Baerheim A. Het diagnostische proces in de huisartsgeneeskunde: heeft het een tweefasenstructuur? Family Practice 2001; 18: 243-245.
het diagnostische proces is een complex overgangsproces dat begint met de individuele ziektegeschiedenis van de patiënt en culmineert in een resultaat dat kan worden gecategoriseerd. Een patiënt die de arts raadpleegt over zijn symptomen begint een ingewikkeld proces dat hem kan labelen, zijn ziekte kan classificeren, bepaalde specifieke behandelingen aangeven in plaats van anderen en hem in een prognostische categorie plaatsen. De uitkomst van het proces wordt door zowel de patiënt als de arts als belangrijk beschouwd voor een effectieve behandeling.
er zijn verschillende modellen voorgesteld voor diagnostisch werk in de klinische praktijk. Sackett beschrijft vier hoofdstrategieën.1 patroonherkenning is de onmiddellijke herkenning van een ziekte, bijvoorbeeld het diagnosticeren van Downs syndroom na één blik op de patiënt. In de hypothetico-deductieve strategie voert men een of andere vorm van test uit om een hypothese, een voorlopige diagnose, te controleren. De twee laatste strategieën die hij noemt zijn de algoritmestrategie en de’ complete geschiedenis ‘ strategie.

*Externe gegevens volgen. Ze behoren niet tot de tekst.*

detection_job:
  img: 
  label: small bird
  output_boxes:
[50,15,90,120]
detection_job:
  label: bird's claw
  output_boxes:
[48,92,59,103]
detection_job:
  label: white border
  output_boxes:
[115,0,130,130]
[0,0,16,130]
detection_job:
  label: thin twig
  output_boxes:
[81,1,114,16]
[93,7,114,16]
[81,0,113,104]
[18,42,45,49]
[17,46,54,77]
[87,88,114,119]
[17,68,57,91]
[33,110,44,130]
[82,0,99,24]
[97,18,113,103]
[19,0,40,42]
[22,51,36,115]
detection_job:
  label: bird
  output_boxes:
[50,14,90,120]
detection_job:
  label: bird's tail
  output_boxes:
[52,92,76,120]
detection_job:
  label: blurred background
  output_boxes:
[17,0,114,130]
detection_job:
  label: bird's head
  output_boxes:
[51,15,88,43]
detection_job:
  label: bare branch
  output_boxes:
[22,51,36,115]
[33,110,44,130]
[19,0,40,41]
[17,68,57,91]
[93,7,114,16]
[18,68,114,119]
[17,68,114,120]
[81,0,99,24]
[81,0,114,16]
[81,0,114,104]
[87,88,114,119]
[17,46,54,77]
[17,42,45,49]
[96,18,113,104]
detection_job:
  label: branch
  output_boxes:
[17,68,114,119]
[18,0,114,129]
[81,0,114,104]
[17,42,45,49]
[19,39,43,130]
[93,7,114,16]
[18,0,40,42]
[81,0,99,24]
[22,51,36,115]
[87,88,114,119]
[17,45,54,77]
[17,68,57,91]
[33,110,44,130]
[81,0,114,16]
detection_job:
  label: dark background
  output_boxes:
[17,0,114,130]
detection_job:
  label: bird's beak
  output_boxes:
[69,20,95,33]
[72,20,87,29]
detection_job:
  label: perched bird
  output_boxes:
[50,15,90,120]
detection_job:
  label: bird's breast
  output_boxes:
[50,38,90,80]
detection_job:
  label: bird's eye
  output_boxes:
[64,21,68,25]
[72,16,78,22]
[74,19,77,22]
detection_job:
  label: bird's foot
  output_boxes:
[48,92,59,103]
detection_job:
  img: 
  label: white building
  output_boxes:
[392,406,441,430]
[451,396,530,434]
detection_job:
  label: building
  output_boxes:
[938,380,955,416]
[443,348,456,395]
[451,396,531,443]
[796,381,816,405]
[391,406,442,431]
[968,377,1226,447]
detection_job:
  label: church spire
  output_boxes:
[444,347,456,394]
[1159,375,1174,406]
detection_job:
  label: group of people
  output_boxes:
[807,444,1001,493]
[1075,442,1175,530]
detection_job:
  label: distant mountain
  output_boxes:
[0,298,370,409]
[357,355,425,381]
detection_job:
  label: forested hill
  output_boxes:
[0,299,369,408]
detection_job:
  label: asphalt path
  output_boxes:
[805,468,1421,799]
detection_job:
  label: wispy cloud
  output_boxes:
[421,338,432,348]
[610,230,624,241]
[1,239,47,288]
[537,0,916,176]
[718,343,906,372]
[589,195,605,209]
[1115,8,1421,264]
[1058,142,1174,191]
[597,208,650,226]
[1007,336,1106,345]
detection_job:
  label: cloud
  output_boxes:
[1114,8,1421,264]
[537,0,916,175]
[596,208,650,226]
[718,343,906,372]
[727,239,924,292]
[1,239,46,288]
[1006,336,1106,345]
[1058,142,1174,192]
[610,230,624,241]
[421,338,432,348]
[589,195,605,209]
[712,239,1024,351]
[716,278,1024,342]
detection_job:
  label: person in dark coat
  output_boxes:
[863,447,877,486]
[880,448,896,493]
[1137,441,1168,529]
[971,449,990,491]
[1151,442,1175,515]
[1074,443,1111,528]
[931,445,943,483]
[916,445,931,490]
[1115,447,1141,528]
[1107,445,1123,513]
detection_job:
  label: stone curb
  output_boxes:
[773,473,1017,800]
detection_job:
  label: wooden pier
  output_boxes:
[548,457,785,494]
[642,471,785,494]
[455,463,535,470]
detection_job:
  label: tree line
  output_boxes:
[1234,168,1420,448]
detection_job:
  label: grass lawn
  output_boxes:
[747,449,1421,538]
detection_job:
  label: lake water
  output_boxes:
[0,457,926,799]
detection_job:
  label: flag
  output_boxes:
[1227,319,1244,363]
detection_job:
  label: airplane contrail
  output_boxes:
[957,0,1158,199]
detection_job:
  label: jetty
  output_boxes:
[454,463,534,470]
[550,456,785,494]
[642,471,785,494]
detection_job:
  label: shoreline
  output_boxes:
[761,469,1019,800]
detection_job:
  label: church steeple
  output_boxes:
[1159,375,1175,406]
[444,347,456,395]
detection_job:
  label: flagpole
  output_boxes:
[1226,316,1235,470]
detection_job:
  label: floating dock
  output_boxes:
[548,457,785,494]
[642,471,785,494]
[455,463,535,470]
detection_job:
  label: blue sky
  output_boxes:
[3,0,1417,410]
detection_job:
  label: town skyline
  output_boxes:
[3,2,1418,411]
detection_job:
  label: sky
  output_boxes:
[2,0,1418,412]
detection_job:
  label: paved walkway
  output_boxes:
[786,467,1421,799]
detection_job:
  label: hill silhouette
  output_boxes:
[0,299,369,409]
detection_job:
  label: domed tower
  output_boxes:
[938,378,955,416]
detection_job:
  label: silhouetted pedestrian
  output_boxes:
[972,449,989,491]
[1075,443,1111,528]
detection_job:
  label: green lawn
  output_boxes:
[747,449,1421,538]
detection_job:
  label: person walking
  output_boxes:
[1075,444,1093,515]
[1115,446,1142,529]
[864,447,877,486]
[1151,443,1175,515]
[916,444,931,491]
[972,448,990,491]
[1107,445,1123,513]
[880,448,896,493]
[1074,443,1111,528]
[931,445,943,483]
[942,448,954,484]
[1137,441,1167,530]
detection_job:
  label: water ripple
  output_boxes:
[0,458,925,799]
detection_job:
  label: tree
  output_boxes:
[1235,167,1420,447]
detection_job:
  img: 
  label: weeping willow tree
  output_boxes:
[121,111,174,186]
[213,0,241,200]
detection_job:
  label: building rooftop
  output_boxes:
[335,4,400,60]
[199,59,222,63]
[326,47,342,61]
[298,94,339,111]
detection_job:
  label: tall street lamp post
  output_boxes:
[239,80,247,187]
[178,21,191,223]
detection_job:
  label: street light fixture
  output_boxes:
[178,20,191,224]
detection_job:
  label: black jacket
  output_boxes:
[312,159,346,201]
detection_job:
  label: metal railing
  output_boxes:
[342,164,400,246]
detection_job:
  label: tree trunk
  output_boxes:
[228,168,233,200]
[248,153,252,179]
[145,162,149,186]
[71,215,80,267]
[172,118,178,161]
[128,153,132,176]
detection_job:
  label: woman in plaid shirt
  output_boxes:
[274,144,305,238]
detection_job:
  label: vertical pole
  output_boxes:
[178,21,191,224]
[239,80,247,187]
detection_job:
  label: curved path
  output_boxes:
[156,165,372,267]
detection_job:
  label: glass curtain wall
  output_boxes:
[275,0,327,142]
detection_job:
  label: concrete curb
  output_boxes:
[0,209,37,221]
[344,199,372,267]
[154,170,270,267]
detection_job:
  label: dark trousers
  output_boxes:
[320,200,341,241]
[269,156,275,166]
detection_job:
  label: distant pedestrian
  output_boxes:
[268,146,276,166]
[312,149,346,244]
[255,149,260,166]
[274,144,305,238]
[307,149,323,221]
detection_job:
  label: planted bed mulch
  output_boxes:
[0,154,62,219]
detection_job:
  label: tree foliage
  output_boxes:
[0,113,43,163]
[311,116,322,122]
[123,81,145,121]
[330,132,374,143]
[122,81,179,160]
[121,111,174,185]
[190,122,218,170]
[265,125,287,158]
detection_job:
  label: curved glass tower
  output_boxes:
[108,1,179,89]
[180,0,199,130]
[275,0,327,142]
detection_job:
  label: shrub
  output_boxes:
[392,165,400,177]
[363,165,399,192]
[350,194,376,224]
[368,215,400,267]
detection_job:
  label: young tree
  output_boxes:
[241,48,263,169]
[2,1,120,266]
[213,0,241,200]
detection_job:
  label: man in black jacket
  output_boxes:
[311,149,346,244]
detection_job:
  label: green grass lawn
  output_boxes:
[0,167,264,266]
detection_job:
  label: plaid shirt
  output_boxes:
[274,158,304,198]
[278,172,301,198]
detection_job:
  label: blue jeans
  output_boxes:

de presentatie van de symptomen van de patiënt zal worden beïnvloed door zijn ervaringen en zijn begrip van zijn symptomen, en door hoe duidelijk hij is. In Sacketts model blijft de overgang van individuele aanwijzingen naar een voorlopige diagnose die geschikt is voor een hypothetisch-deductieve strategie onduidelijk. Een reeks van symptomen slechts vermeld leidt zelden tot een diagnose. Tot op zekere hoogte kan een lijst met symptomen overlappen tussen ziekten.2 toch leidt deze individuele verscheidenheid gewoonlijk niet tot misleiding van de arts, zoals blijkt uit het feit dat een medische diagnose in >70% van de gevallen alleen gebaseerd is op de voorgeschiedenis van de patiënt.3 het zal ongeveer hetzelfde zijn of de patiënt een somatische ziekte heeft of niet. In de volgende discussie zal ik me, omwille van de eenvoud, richten op het diagnostische proces wanneer de patiënt een somatische ziekte heeft. De redenering zal analoog zijn voor andere ziekten.
het verslag van de patiënt over zijn ziekte zal grotendeels worden gestructureerd door het pathologische proces dat in zijn lichaam plaatsvindt, dat wil zeggen dat het pathologische proces van invloed is op hoe en in welke volgorde de patiënt ervaart en zijn symptomen beschrijft. In het Consult werkt de arts aan de manier waarop de patiënt onvrijwillig de symptomen heeft geclusterd op basis van zijn ziekteervaringen, en hoe hij deze chronologisch laat ontwikkelen in zijn ziekteverhaal. Deze factoren geven veel meer informatie waarop de diagnose te baseren dan een loutere opsomming van symptomen.
de clustering van tekens en hun ontwikkeling in de tijd wordt, in de verhalende theorie, gedefinieerd als de plot.4 Het is daarom verleidelijk om een parallel te trekken tussen het pathologische proces dat een cluster van onderling gerelateerde gebeurtenissen en hun ontwikkeling in de tijd vormt, en het plot van het ziekteverhaal van de patiënt dat een cluster van onderling gerelateerde symptomen vormt die zich in de tijd ontwikkelen. De arts werkt met het plot van het verhaal van de patiënt, en Hunter stelt dat het plot de diagnose is,4 wat aangeeft dat het verhaalwerk deel uitmaakt van het diagnostische proces.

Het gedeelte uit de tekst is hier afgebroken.